Updated by okurz 10 months ago
- Status changed from Resolved to Workable
I still see significant issues in "test_running", e.g. see https://openqa.opensuse.org/tests/3966834#step/test_running/6
Updated by okurz 10 months ago
- Related to action #156052: [alert] Scripts CI pipeline failing after logging multiple Job state of job ID 13603796: running, waiting size:S added
Updated by ybonatakis 10 months ago
issue is different
logs now shows the following
[33m[2024-02-27T10:10:57.987618-05:00] [info] [pid:28416] ::: basetest::runtest: # Test died: command 'until nmcli networking connectivity check | tee /dev/stderr | grep full; do sleep 10; done' timed out at /usr/lib/os-autoinst/testapi.pm line 926.
testapi::assert_script_run("until nmcli networking connectivity check | tee /dev/stderr |"...) called at opensuse/lib/mm_network.pm line 240
mm_network::restart_networking("is_nm", 1) called at opensuse/lib/mm_network.pm line 229
mm_network::setup_static_mm_network("10.0.2.101/24") called at opensuse/tests/network/setup_multimachine.pm line 42
setup_multimachine::run(setup_multimachine=HASH(0x557efeee3b00)) called at /usr/lib/os-autoinst/basetest.pm line 352
eval {...} called at /usr/lib/os-autoinst/basetest.pm line 346
basetest::runtest(setup_multimachine=HASH(0x557efeee3b00)) called at /usr/lib/os-autoinst/autotest.pm line 415
eval {...} called at /usr/lib/os-autoinst/autotest.pm line 415
autotest::runalltests() called at /usr/lib/os-autoinst/autotest.pm line 272
eval {...} called at /usr/lib/os-autoinst/autotest.pm line 272
autotest::run_all() called at /usr/lib/os-autoinst/autotest.pm line 323
autotest::__ANON__(Mojo::IOLoop::ReadWriteProcess=HASH(0x557eff7f87c0)) called at /usr/lib/perl5/vendor_perl/5.38.2/Mojo/IOLoop/ReadWriteProcess.pm line 329
eval {...} called at /usr/lib/perl5/vendor_perl/5.38.2/Mojo/IOLoop/ReadWriteProcess.pm line 329
Mojo::IOLoop::ReadWriteProcess::_fork(Mojo::IOLoop::ReadWriteProcess=HASH(0x557eff7f87c0), CODE(0x557eff147048)) called at /usr/lib/perl5/vendor_perl/5.38.2/Mojo/IOLoop/ReadWriteProcess.pm line 492
Mojo::IOLoop::ReadWriteProcess::start(Mojo::IOLoop::ReadWriteProcess=HASH(0x557eff7f87c0)) called at /usr/lib/os-autoinst/autotest.pm line 325
autotest::start_process() called at /usr/lib/os-autoinst/OpenQA/Isotovideo/Runner.pm line 94
OpenQA::Isotovideo::Runner::start_autotest(OpenQA::Isotovideo::Runner=HASH(0x557efa6e1b50)) called at /usr/bin/isotovideo line 192
eval {...} called at /usr/bin/isotovideo line 181
Updated by ybonatakis 10 months ago
- Status changed from Workable to Resolved
So i found two PRs merged to address this
https://github.com/os-autoinst/os-autoinst-distri-opensuse/pull/18754
https://github.com/os-autoinst/os-autoinst-distri-opensuse/pull/18749
jobs(3 in a raw) passing. resolved for now
Updated by livdywan 9 months ago
We had a brief reflection of this ticket in the retro.
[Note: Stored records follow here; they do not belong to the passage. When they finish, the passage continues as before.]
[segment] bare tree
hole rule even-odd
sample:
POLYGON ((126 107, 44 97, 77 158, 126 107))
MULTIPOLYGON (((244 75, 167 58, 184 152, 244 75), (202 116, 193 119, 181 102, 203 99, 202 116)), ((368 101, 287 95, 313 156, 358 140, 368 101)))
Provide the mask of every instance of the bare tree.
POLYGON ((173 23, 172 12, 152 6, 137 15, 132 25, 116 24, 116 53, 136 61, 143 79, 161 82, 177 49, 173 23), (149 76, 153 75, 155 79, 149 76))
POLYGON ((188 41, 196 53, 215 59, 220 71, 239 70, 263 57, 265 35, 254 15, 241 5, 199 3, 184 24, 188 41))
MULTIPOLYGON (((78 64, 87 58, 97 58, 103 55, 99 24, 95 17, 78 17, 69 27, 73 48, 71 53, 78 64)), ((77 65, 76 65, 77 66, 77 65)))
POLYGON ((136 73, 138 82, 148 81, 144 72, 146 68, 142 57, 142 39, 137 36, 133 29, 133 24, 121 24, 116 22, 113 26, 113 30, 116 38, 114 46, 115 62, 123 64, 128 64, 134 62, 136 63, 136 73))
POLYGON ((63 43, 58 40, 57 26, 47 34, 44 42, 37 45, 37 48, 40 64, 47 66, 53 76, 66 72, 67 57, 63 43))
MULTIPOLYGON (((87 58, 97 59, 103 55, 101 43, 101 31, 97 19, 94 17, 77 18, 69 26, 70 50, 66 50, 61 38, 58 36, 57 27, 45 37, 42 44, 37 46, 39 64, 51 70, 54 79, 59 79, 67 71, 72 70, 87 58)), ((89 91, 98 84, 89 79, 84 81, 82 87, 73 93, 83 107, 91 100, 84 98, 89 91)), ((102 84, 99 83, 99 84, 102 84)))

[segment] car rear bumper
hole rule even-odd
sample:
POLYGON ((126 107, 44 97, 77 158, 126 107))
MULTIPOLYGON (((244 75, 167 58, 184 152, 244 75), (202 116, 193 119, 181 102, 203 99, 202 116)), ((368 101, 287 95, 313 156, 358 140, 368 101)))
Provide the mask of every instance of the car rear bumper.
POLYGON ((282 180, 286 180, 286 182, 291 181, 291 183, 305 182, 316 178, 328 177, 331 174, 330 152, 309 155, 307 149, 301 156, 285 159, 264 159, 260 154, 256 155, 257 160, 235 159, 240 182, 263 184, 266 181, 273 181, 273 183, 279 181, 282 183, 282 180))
Significant conversations ended up in Slack or in other tickets, namely #156052 and #156067 rather than here. This meant this ticket was effectively several tickets which would have diluted what different people thought to be an Urgent issue or one small part of a bigger one.
Superficially it looks like the ticket has many gaps. In practice we all agreed that the team collaborated well on getting to the bottom of the various problems that were found.